Here are a few quick performance improvements I managed to get:
Using a plain dict
instead of defaultdict
, and changing d[parts[0]].append(parts[1])
to d[parts[0]] = d.get(parts[0], []) + [parts[1]]
, cut the time by 10%. I don't know whether it's eliminating all those calls to a Python __missing__
function, not mutating the lists in-place, or something else that deserves the credit.
Just using setdefault
on a plain dict
instead of defaultdict
also cuts the time by 8%, which implies that it's the extra dict work rather than the in-place appends.
Meanwhile, replacing the split()
with split(None, 1)
helps by 9%.
Running in PyPy 1.9.0 instead of CPython 2.7.2 cut the time by 52%; PyPy 2.0b by 55%.
If you can't use PyPy, CPython 3.3.0 cut the time by 9%.

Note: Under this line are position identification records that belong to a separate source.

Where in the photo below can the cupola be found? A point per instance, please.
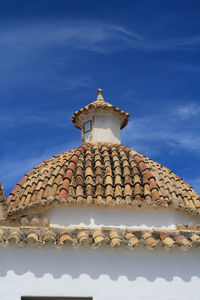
(100, 121)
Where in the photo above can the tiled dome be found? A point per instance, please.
(101, 175)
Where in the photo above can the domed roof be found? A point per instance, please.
(101, 175)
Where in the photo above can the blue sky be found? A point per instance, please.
(55, 54)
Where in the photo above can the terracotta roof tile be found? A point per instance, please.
(101, 174)
(40, 235)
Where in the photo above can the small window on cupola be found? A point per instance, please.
(87, 126)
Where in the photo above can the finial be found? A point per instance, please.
(100, 97)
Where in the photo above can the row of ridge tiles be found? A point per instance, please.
(77, 236)
(105, 175)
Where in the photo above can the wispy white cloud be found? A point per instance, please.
(87, 35)
(187, 111)
(54, 118)
(14, 168)
(150, 134)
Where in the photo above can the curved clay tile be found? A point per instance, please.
(101, 175)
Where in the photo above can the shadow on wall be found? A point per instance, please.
(103, 261)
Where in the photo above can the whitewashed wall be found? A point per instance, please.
(105, 128)
(119, 217)
(104, 274)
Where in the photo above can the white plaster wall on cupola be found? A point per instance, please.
(100, 125)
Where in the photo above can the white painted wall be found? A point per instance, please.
(105, 128)
(105, 274)
(119, 217)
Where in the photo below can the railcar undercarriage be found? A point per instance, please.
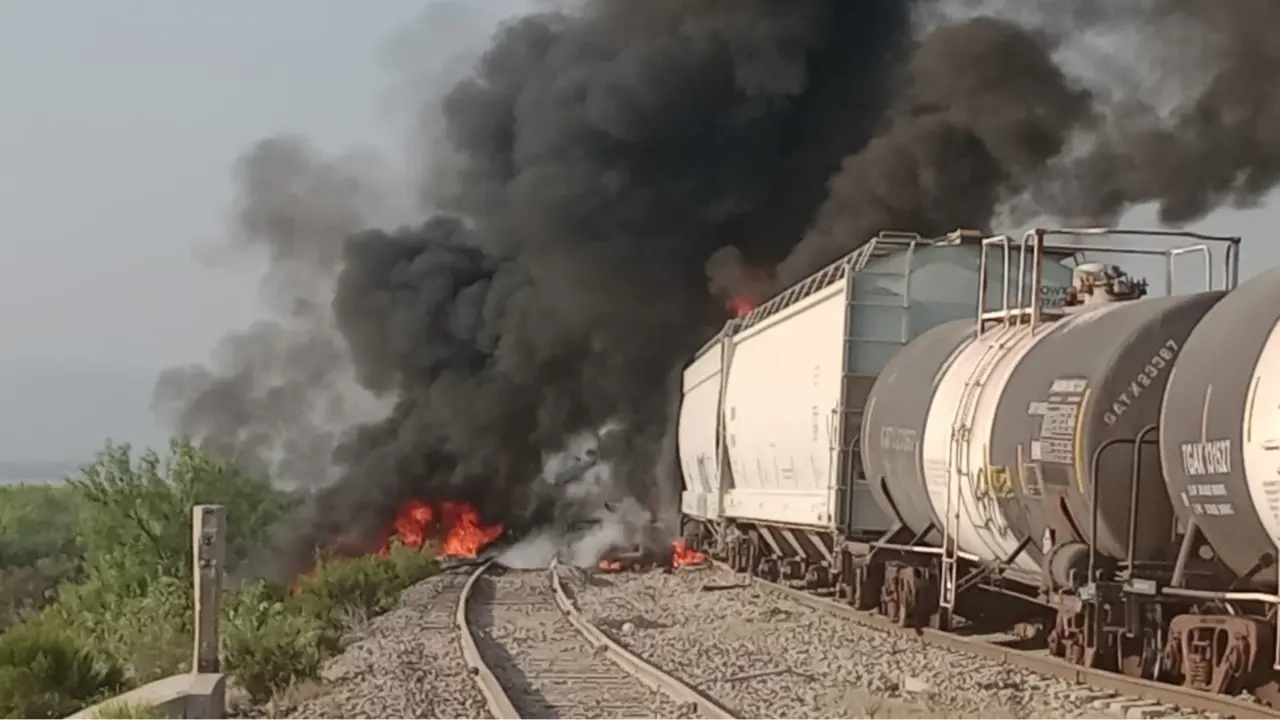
(1138, 627)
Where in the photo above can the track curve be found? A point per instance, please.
(533, 655)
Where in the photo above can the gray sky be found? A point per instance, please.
(119, 123)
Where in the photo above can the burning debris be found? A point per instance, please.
(624, 177)
(456, 525)
(671, 557)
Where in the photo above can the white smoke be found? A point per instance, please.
(594, 513)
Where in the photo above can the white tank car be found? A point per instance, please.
(792, 378)
(1220, 431)
(1015, 415)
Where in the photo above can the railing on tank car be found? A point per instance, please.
(1028, 302)
(1033, 311)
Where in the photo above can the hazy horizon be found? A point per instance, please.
(119, 135)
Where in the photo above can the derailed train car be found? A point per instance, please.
(768, 428)
(1025, 465)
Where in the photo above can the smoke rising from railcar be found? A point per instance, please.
(604, 160)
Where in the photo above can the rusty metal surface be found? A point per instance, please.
(1043, 662)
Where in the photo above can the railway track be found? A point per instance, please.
(534, 656)
(1132, 697)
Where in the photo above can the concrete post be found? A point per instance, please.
(209, 554)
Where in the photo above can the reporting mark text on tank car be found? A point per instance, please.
(1157, 364)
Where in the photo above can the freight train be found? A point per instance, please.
(993, 429)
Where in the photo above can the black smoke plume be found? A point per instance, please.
(604, 160)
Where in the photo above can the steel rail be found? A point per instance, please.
(501, 703)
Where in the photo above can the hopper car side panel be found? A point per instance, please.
(698, 433)
(780, 413)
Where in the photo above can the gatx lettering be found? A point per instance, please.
(1210, 458)
(1146, 377)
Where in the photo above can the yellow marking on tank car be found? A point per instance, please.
(1208, 399)
(1079, 438)
(995, 478)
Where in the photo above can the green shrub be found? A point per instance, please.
(46, 673)
(274, 638)
(26, 589)
(268, 643)
(37, 522)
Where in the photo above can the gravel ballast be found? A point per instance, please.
(403, 664)
(763, 655)
(544, 664)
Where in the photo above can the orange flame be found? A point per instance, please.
(457, 524)
(685, 556)
(739, 306)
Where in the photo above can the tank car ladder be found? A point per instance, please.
(959, 458)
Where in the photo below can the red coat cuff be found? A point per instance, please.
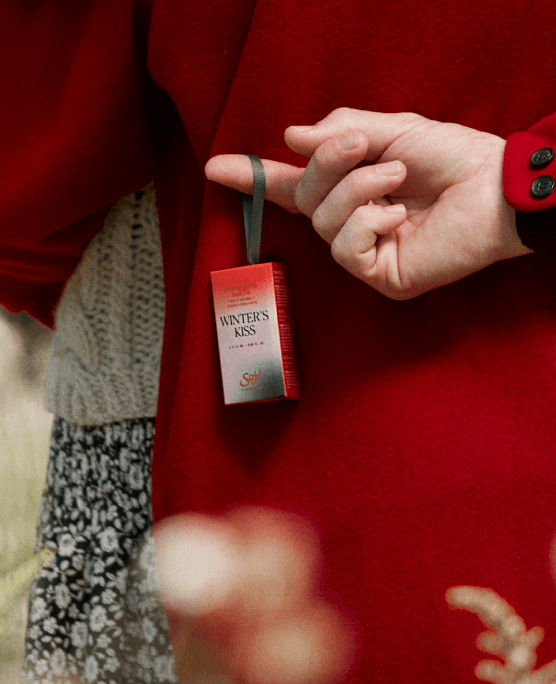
(519, 173)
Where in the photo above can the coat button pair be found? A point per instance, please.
(544, 185)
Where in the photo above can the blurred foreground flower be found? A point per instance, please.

Running in 32-bit mode instead of 64-bit increased the time by 170%, which implies that if you're using 32-bit you may want to switch.
The fact that the dict takes over 2GB to store (slightly less in 32-bit) is probably a big part of the problem. The only real alternative is to store everything on disk. (In a real-life app you'd probably want to manage an in-memory cache, but here, you're just generating the data and quitting, which makes things simpler.) Whether this helps depends on a number of factors. I suspect that on a system with an SSD and not much RAM it'll speed things up, while on a system with a 5400rpm hard drive and 16GB of RAM (like the laptop I'm using at the moment) it won't… But depending on your system's disk cache, etc., who knows, without testing.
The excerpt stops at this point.